A re-elected U.S. President Donald Trump could well awaken the following day to a phone call inviting him to Pyongyang for a summit with Kim Jong Un, says a veteran of the two previous Trump-Kim summits in 2018 and 2019.
“If I were Kim Jong Un talking to my advisers in Pyongyang, I’d be thinking of whether I [should] call President-elect Trump the day after the election to congratulate him” and say, “Why don’t you come to Pyongyang? Let’s meet here,” says former Trump adviser John Bolton.
“And Trump might do it,” continued Bolton in an interview with VOA’s Korean Service on Friday.
Bolton served as national security adviser during the period in which Trump and Kim exchanged frequent letters and conducted summits in Singapore in June 2018 and Hanoi in February 2019, as well as an impromptu meeting at the inter-Korean border in June 2019.
The Hanoi summit broke down when Trump walked away from Kim’s offer to dismantle North Korea’s main nuclear plant at Yongbyon in exchange for sanctions relief, and Kim has refused to engage with the United States or South Korea since U.S.-North Korean talks broke down in Stockholm eight months later.
But Bolton said that does not rule out the possibility that Kim might try again, or that Trump might accept.
“The danger with another Trump administration is he prizes making deals more than the substance of the deals, which he often doesn’t understand in the international context,” said Bolton, who has frequently criticized the former president’s approach to foreign affairs since leaving his administration.
Gary Samore, former White House coordinator for arms control and weapons of mass destruction during the Obama administration, told VOA via phone on Friday, “Kim Jong Un may very well believe that if there’s another summit, he can persuade Trump to lift international economic sanctions” and “weaken the U.S.-ROK [South Korea] alliance as Trump did in the Singapore meeting.”
At a news conference following his 2018 summit with Kim in Singapore, Trump announced the U.S. would suspend military drills with South Korea, describing them as “very provocative” and “tremendously expensive.”
Joint exercises resumed, however, under Trump’s successor, President Joe Biden. The U.S. and South Korea are currently holding the annual Freedom Shield exercise. It began on March 4 and will continue through Thursday.
Harry Kazianis, a senior editor at the website 19FortyFive and president of the Rogue States Project, thinks another Trump-Kim summit would be unlikely.
“Right now, North Korea is likely getting billions of dollars a year from Russia to help Putin arm his military in the Ukraine war and likely little sanctions enforcement from China.
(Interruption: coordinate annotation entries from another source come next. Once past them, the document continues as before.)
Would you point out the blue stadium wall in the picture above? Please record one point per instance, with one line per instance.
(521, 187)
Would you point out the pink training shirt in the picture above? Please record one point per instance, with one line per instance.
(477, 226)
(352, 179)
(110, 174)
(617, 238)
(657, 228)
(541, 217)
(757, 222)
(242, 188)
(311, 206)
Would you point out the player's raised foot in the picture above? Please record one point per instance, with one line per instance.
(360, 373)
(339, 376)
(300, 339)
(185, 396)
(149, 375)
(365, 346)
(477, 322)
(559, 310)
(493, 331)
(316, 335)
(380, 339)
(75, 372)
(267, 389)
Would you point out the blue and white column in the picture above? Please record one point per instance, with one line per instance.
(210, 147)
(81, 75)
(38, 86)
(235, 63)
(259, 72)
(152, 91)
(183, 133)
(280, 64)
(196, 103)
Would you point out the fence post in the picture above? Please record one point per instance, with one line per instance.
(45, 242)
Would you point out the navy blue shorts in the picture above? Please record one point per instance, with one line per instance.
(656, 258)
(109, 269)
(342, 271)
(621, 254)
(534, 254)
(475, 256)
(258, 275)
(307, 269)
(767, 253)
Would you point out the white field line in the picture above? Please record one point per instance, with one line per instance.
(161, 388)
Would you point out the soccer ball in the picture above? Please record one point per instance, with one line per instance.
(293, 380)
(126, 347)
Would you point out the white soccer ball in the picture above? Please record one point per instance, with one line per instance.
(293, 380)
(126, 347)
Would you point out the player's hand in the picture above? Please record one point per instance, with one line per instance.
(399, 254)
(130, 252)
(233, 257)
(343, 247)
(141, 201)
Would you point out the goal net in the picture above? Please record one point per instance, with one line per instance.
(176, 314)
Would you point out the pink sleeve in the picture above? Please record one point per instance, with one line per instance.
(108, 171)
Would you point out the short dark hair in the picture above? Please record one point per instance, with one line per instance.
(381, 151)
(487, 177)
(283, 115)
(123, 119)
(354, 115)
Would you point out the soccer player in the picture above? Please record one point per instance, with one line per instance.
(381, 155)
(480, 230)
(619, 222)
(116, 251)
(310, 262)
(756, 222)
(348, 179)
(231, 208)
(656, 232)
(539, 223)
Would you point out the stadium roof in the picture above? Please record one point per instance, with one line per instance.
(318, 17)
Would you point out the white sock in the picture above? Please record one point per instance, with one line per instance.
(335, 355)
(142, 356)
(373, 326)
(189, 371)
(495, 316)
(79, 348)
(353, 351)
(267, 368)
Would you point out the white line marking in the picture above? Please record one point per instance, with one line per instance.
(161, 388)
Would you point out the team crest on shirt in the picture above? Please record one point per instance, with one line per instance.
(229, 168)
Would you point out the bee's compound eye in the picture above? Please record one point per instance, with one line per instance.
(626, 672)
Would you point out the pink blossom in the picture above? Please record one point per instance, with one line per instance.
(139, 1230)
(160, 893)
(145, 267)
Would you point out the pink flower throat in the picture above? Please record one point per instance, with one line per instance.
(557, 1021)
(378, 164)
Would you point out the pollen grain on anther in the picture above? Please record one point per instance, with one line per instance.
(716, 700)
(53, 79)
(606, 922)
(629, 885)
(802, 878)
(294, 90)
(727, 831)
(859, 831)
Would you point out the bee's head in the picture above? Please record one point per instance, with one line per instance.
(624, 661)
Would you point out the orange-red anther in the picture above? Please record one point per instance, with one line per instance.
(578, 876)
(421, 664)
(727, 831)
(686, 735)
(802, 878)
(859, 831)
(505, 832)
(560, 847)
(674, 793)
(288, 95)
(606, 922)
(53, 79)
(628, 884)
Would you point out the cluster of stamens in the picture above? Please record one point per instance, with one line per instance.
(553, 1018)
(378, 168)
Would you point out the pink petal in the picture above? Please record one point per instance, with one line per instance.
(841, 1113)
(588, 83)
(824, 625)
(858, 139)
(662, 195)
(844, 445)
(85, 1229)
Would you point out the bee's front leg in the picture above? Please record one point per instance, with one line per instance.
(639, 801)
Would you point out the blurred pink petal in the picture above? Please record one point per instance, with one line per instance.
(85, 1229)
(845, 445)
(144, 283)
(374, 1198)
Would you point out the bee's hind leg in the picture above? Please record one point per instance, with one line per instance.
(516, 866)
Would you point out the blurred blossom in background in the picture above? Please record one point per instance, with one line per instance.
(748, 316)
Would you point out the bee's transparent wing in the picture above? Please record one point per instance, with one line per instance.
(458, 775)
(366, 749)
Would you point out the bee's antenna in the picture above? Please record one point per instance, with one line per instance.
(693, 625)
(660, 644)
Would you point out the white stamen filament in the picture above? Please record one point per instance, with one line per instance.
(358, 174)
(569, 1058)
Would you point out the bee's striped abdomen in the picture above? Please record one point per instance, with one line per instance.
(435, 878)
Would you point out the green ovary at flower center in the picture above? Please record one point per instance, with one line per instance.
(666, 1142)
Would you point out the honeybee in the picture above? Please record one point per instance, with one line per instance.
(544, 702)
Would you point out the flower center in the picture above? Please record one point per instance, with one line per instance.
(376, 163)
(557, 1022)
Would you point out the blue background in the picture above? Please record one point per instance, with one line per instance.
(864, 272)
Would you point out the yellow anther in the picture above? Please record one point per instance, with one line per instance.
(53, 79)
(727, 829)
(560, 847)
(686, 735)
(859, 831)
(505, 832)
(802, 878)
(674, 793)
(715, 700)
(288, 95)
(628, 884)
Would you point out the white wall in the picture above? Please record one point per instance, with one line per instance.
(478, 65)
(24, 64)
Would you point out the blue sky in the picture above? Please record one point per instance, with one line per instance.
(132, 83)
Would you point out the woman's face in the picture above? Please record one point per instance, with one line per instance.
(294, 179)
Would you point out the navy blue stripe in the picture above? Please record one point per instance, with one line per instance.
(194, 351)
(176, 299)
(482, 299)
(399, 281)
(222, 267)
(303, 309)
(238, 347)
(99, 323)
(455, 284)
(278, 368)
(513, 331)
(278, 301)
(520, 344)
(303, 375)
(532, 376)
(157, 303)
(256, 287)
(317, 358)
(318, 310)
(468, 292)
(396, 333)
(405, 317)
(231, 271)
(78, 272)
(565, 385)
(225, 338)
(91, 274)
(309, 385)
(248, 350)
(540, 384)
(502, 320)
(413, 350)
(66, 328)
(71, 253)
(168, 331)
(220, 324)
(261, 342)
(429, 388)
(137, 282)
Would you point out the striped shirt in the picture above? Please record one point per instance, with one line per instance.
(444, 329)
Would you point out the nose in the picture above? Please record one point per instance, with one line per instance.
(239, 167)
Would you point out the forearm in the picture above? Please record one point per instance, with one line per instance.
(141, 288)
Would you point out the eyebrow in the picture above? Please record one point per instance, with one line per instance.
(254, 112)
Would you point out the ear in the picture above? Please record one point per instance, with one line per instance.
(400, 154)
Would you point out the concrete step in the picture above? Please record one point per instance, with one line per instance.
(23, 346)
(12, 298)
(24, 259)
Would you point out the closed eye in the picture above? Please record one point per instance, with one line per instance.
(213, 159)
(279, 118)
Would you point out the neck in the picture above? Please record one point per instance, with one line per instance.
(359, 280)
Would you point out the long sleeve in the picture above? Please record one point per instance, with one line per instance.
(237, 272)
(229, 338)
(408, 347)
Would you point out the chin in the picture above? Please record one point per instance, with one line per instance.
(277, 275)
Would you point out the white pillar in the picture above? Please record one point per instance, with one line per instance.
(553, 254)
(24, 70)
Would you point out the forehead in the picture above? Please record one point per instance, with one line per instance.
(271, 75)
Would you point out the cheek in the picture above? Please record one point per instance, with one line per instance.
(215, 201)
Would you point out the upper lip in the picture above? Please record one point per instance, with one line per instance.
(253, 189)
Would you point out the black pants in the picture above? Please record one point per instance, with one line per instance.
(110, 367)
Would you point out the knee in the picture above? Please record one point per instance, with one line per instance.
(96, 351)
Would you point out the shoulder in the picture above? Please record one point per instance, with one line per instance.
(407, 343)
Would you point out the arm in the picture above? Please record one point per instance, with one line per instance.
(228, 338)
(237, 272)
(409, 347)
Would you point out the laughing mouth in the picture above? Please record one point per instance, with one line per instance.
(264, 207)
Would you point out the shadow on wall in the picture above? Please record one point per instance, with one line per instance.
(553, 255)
If those conditions were to hold, Kim has very little to gain from dealing with Trump,” he said.
But, he told VOA via email on Friday, Kim might need to engage with the American leader again if Trump were to bring the war in Ukraine to an end and successfully pressure China to enforce sanctions.
Scott Snyder, director of the program on U.S.-Korea policy at the Council on Foreign Relations, said via email on Friday that Pyongyang has made clear it is not interested in talks.
For diplomacy to resume, he said “both sides would have to find a way of putting the Hanoi experience behind them and establishing a new modus vivendi and mutually beneficial rationales for pursuing a new relationship.”
Sangjin Cho contributed to this report.